Service Composition - How are API resources organized and made accessible to all groups of consumers

  • Access Tiers - What types of access tiers are available, i.e.. public, partner, internal, paid
  • Read / Write - Separation of read and write access to API resources, defined by service composition
  • Rate Limits - How much of an API resource can be consumed by apps, and ho ow much is free or paid
  • Pricing - How much do API resources cost, and are they all uniformly priced or are there variances

Partner - Verified and certified levels of relationships with API consumers

  • Access - Levels of access to API resources as defined by partnership
  • Distribution - Access to new distribution channels defined by partnerships
  • App - Certification of applications built on top of API resources
  • Consumers - Certification of individual API consumers
  • Businesses - Verification of business behind API consumers

Legal - The legal definitions and protections for API consumers and providers

  • TOS - Terms of service for consumers of an API resource
  • SLA - Service level agreement defining expected level of operations by an API
  • Privacy - Legal protection for the privacy of API consumers and end users
  • Licensing - Licensing of all code, data, and API interfaces
  • Branding - Definitions and guidelines for corporate and product branding

Communication - External and internal communication with API consumers and stakeholders

  • Blog - A weblog of API operations, providing transparency within the API community
  • Social - An active social presence on public or corporate social networks about API operations

Support - What type of, and how much support is offered to API consumers

  • Direct - What types of direct support options are available like in-person, chat, phone, email, etc.
  • Indirect - What type of in-direct support options are available like forum, FAQ, knowledgeable, etc.

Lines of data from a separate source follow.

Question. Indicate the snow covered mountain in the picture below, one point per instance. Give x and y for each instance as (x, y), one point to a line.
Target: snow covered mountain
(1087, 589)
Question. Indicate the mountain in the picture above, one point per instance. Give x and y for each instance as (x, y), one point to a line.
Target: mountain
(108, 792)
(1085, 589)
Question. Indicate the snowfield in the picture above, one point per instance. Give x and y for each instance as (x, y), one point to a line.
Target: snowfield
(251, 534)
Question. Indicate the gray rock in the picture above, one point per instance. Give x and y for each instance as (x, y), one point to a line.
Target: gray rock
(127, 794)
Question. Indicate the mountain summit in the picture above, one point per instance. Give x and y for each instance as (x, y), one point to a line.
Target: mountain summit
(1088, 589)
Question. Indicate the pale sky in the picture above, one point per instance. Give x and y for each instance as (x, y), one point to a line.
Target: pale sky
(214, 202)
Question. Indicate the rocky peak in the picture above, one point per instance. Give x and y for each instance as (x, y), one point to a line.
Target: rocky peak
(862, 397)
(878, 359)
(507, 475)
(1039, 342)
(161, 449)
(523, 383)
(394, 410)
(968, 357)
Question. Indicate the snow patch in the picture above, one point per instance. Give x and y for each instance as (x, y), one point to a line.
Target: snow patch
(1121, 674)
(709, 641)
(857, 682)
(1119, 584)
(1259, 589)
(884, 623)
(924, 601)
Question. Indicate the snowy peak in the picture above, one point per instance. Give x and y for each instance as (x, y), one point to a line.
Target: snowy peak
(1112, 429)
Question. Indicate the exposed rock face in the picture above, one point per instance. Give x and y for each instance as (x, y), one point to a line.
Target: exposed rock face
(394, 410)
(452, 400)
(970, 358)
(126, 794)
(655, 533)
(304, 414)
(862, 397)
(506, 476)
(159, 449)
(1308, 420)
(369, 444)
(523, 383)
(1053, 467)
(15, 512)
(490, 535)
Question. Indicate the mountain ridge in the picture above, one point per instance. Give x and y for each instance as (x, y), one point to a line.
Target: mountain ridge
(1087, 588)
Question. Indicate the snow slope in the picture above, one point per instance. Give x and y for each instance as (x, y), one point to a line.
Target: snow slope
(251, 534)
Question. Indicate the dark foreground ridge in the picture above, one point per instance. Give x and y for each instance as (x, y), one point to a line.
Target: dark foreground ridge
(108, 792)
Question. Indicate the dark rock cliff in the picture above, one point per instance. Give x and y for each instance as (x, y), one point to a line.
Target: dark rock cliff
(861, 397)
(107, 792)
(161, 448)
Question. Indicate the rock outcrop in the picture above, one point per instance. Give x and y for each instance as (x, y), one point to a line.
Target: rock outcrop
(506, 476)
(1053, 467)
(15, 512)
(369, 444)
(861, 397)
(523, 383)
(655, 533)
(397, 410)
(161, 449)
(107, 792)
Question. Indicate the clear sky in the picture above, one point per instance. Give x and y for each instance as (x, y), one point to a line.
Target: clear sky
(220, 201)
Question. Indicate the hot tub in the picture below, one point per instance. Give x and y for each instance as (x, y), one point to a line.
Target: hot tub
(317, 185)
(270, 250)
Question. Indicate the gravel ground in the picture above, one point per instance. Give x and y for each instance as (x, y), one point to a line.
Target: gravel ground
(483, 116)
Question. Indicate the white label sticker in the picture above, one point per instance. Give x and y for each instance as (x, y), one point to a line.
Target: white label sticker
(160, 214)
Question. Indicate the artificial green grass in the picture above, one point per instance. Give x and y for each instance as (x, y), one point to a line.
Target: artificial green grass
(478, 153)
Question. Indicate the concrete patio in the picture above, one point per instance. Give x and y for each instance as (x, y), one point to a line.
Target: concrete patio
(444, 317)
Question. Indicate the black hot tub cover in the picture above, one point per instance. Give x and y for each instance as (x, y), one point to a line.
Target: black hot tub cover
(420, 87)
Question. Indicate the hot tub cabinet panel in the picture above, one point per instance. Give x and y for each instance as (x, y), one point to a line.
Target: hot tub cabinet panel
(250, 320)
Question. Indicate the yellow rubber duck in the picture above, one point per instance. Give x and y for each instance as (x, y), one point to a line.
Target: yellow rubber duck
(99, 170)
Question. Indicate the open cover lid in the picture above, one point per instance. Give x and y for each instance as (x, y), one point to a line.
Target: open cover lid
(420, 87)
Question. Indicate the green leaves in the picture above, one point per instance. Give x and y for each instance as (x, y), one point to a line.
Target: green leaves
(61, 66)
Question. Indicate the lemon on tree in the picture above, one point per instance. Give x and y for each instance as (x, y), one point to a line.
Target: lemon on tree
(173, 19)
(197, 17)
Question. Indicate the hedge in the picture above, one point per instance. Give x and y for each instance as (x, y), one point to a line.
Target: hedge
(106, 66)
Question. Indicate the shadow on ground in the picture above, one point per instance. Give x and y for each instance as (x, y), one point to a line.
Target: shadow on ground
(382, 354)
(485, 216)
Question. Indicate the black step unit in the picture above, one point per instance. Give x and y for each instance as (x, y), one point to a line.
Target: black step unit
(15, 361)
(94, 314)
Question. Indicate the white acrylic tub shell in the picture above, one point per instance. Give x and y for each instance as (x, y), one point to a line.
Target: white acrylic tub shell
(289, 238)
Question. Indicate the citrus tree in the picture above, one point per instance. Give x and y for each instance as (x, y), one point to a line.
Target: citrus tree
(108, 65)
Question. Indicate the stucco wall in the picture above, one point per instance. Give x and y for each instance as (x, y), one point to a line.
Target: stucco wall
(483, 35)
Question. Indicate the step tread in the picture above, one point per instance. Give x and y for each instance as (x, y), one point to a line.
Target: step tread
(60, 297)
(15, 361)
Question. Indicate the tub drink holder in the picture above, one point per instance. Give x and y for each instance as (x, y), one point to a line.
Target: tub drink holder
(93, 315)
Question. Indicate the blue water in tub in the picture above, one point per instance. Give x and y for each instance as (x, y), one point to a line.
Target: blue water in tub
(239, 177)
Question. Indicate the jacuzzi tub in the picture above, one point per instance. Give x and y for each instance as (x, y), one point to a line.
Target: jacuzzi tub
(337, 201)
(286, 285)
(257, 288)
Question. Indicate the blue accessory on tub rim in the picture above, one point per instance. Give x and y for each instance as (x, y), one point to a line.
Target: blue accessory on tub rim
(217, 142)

Resources - Code and content resources that help API consumers put resources to work

  • Docs - Simple, complete and up to date document for all API resources
  • Code - Code samples, libraries and complete SDKs in a variety of languages

Updates - Regular updates around API operations

  • Change-Log - Historical record of all changes made to an API and supporting resources
  • Roadmap - A look at what is planned in the short term or long term future of an API

Stability - What is the overall stability of an API platform

  • Security - How secure are APIs and supporting systems, including integrated apps
  • Reliability - How reliable is an API, is it highly available and few breaking changes

All of these modules represent the levers, dials and switches you will use to define your participation in the API economy. How you position yourself in all of these areas, will define how your API will ultimately operate. API consumers will never use an API if they can't on-board efficiently, the price is too high or licensing to strict, while they will flourish in a more balanced, carefully planned configuration.

APIs aren't just about making data, content and digital resources available publicly. APIs are about optimizing access and consumption of these resources, encouraging access in ways that benefit owners and stakeholders. While there is no perfect configuration that will ensure success in all business sectors, there are some blueprints we can follow that set the right tone, and the levers, dials and switches listed above can be adjusted and tuned in real-time for optimal performance.